This is an open letter to Dr. Cathy Washer and members of the Lodi School Board.
Lodi is funny about traditions. Some are cherished and preserved and some wither away with time. (I miss cheese buttons.)
Lodi is an essentially conservative town and so are many of our traditions. The oldest church is still on Church Street. Hill House still shares a light into our past. The old S.P. train station was fenced off and saved until it became the Amtrak Station it is today. Lodi High was torched and forgotten, yet became Hutchins Street Square. The U.S. Post Office and its tall oaks were restored, expanded and remained Downtown. The Carnegie Library became the Carnegie Forum. The Grape Festival is still the festival we loved as kids, and yes, the grape murals endure. Fourth of July fireworks still wow us at Lodi Lake (but I do miss the roar of the boat races). The Boy Scouts still collect our Christmas trees. The local paper still comes to our door from a paper boy or girl. The Girl Scouts still sell cookies. Our kids still dance at the Pigskin prom.
Even so, new traditions find their way to us. Traditions like the street markets twice a year, the beloved Christmas parade, Farmers Market — food and music all blessing the summer in Downtown, zombies staggering through our streets, kids coming home from college for a pub crawl in Downtown with old friends every Wednesday before Thanksgiving (and smiling moms and dads pick them up at closing time), and wine strolls showcasing Downtown and our amazing wineries. Lodi celebrates Dr. King’s birthday as a city holiday and the Breakthrough Project continues to lead Lodi into an age of compassion and Love. Zinfest and Lodi Lake are becoming a premier showcase of Lodi at its best. And there is “Lodi Rules,” the nation’s most innovative and balanced statement of organic and environmentally sound farming practices, the Salvation Army Food Drive and “box packing.”
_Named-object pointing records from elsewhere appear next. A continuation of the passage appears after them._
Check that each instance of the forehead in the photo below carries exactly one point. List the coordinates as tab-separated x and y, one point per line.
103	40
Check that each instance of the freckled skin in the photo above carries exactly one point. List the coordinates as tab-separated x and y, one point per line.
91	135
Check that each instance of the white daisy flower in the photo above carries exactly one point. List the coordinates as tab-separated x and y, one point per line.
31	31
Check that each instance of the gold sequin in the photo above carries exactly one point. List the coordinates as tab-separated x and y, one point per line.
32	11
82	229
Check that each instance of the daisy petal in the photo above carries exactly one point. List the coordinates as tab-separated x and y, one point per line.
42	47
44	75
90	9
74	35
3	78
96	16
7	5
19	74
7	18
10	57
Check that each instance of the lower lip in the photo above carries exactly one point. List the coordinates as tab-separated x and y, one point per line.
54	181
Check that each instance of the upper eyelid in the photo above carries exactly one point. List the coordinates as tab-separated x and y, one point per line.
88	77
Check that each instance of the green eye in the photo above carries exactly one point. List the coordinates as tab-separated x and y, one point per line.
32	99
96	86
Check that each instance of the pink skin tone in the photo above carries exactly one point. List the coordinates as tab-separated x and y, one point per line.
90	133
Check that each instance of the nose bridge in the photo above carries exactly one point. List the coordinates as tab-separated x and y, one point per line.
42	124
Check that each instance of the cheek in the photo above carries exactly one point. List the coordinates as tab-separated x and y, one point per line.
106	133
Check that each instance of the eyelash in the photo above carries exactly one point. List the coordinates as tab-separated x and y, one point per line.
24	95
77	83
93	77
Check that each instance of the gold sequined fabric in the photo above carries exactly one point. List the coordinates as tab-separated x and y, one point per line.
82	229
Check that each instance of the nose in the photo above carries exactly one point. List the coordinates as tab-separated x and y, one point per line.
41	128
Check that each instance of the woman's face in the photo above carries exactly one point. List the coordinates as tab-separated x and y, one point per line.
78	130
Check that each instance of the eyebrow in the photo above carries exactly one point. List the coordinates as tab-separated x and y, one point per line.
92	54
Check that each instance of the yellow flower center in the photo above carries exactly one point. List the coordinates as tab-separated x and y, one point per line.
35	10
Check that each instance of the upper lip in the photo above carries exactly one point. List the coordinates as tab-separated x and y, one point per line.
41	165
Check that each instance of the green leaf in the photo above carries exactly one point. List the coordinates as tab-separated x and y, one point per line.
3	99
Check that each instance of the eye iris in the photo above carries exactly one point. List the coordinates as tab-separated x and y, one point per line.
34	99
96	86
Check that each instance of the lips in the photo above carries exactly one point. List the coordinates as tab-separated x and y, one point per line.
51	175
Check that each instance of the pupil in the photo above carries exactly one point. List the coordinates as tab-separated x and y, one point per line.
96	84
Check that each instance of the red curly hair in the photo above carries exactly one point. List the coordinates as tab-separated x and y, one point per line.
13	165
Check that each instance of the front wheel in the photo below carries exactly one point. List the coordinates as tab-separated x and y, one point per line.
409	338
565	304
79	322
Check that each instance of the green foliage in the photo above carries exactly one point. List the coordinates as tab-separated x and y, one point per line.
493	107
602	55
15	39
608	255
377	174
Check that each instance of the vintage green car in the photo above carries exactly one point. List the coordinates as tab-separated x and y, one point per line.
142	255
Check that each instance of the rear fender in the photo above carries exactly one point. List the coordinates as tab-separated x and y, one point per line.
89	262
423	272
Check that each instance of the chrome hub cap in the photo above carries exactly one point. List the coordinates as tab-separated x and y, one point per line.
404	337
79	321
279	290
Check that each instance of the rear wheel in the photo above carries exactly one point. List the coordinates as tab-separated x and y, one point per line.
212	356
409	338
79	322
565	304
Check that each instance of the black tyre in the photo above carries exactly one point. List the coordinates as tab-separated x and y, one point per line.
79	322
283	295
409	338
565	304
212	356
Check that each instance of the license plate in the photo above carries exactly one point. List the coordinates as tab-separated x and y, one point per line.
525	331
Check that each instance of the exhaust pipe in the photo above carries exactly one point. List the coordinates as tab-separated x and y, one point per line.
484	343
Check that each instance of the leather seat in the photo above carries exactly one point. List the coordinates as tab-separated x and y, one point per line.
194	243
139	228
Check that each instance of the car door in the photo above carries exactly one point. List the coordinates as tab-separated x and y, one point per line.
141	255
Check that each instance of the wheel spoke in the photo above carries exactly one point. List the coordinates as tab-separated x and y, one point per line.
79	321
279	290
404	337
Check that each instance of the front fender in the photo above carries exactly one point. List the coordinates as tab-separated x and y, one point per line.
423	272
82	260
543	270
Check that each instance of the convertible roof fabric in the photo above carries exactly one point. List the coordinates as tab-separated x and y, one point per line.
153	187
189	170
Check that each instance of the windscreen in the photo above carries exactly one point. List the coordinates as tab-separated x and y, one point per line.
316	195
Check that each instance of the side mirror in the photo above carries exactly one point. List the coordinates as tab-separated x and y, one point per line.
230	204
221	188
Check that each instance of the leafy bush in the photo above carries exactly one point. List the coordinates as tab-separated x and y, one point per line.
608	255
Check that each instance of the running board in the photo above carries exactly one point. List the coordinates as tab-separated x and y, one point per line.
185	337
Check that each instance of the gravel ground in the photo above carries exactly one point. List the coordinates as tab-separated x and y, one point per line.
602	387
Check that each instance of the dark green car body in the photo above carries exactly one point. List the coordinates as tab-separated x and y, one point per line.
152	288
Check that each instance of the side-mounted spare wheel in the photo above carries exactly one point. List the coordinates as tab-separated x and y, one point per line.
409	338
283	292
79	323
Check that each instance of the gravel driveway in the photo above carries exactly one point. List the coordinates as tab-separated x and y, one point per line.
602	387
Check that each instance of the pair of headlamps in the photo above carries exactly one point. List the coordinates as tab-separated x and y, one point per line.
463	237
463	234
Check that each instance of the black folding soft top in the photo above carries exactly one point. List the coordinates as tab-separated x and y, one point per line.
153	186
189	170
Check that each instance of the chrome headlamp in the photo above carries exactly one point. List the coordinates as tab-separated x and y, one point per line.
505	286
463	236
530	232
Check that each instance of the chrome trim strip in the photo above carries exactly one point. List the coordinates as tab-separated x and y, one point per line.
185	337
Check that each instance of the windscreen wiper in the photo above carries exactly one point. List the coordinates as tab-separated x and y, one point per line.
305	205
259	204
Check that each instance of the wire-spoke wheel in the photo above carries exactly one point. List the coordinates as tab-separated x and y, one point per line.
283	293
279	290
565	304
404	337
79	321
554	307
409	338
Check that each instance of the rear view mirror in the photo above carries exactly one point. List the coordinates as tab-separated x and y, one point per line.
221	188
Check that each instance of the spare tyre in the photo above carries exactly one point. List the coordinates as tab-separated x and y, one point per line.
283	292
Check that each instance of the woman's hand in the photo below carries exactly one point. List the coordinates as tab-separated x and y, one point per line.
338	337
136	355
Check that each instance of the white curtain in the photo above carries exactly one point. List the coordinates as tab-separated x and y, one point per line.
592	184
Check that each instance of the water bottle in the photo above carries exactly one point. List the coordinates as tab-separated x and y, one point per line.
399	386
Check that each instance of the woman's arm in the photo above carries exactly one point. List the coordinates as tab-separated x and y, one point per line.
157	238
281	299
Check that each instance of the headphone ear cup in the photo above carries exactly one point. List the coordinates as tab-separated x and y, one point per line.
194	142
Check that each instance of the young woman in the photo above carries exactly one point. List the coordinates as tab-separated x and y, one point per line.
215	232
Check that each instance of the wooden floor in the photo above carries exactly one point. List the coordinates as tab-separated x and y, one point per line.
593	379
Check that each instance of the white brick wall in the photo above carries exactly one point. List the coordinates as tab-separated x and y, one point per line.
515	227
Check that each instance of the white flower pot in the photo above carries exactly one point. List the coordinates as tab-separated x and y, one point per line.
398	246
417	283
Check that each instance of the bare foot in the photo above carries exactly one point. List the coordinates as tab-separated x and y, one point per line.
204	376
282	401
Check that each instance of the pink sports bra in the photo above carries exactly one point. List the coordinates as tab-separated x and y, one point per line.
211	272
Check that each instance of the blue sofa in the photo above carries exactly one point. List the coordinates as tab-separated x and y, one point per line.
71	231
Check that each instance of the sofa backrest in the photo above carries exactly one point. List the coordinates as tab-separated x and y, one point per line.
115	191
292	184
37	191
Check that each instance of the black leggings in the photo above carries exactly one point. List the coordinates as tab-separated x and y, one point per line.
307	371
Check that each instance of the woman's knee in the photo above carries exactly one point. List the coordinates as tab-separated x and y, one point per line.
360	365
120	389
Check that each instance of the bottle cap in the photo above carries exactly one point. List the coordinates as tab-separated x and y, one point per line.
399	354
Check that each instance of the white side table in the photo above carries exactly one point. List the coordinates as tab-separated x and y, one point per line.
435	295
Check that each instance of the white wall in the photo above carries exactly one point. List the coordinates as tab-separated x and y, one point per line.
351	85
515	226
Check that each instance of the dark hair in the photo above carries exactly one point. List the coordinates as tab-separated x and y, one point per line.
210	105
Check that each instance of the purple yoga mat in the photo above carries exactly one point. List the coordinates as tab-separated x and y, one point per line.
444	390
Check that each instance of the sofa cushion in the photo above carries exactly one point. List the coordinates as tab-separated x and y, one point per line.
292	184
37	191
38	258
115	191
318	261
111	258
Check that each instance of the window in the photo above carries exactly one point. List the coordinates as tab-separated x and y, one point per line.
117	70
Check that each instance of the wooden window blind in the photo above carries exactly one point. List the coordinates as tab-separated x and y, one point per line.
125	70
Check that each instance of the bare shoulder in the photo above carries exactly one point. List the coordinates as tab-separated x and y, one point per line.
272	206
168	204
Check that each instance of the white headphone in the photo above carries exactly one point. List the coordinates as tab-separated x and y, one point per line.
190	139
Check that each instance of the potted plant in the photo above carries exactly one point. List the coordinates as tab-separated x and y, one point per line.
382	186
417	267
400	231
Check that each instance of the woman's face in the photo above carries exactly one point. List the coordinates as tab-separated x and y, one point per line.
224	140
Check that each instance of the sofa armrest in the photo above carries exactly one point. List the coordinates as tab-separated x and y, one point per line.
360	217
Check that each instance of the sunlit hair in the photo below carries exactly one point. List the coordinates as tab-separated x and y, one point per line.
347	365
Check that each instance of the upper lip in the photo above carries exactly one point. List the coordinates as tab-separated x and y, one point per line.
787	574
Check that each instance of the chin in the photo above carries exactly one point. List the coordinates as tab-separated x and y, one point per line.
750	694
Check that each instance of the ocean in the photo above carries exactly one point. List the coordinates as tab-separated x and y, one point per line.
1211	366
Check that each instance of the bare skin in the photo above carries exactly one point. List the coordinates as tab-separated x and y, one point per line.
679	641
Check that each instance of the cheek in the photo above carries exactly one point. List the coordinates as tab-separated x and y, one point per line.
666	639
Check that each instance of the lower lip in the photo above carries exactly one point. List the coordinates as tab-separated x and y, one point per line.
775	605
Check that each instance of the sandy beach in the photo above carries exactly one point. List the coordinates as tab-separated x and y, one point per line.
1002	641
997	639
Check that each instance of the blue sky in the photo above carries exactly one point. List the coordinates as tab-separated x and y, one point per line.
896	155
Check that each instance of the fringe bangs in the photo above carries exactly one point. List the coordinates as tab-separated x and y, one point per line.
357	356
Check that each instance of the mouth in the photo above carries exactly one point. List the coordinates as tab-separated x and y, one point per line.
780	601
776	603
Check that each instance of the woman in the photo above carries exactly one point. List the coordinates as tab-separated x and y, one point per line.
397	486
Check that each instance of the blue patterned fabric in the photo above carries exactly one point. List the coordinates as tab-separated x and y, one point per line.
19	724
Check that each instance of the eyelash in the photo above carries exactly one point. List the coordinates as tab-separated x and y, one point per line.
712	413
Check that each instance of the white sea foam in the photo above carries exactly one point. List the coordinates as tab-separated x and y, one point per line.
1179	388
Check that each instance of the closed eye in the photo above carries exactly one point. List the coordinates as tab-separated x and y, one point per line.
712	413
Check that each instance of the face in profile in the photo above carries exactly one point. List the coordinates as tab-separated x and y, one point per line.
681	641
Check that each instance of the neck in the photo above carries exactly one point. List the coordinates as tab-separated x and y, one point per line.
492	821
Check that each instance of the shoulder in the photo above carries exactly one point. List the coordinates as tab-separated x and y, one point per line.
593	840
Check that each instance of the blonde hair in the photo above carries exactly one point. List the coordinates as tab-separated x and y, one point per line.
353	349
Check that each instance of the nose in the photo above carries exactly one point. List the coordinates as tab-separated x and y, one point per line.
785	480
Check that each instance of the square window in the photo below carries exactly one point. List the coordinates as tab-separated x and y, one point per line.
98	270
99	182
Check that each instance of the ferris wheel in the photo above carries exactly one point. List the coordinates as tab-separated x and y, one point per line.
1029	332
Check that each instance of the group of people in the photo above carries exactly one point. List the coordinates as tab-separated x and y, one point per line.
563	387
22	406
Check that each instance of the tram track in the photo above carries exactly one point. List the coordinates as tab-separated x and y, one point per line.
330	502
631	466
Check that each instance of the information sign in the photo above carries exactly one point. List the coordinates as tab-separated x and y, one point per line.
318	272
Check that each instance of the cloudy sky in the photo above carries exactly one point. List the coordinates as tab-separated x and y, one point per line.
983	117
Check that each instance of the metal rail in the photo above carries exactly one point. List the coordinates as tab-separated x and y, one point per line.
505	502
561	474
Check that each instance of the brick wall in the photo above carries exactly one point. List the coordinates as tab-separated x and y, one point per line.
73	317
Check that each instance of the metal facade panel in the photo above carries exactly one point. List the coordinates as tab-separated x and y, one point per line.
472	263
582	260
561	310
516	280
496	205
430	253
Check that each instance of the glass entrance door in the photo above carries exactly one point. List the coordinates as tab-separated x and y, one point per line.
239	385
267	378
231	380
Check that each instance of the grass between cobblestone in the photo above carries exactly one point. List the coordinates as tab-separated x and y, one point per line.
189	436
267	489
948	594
The reader has no doubt thought of many more traditions in Lodi.
At the corner of it all, at the very essence of what Lodi is, stand the crown jewels of the old Works Progress Administration: Lodi Lake, the Grape Bowl, and the Festival Grounds.
We are 80 years removed from a time of national despair, a time where many in Lodi were without jobs and any means to support their families.
The WPA provided jobs for Lodians, who could then feed their families, pay bills and buy clothes. The Grape Bowl stands for so much more than a venue for a football game, or even a graduation ceremony, and yet the Grape Bowl stands exactly for those reasons.
We sit in the Grape Bowl and watch our children play, cheer and yes, graduate. We watch the flower girls because their moms and aunts and grandmothers were flower girls.
The wind blows (make a wind screen), and high heels sink into the field (wear flats), we get sunburned (sunscreen?), and then cold as the sun sets (sweaters?).
It is chaos and balloons and yells of support and pride. It is an occasional boy or girl who has beaten odds that no one in the stands is aware of. It is old men and women (with a smile) sitting on uncomfortable benches (buy a cushion).
It is caps and gowns and tears and hugs and kisses as young and old hunt for each other in a sea of red and white or purple and gold.
It is the last time these parents, these students and these teachers will meet on common ground to celebrate a transition to a new life — and it happens in the most hallowed of our public spaces — the Grape Bowl.
Please continue the tradition of the Lodi High Schools graduation ceremonies at the Grape Bowl. It there are challenges or problems in our way, ask that we solve them as a community.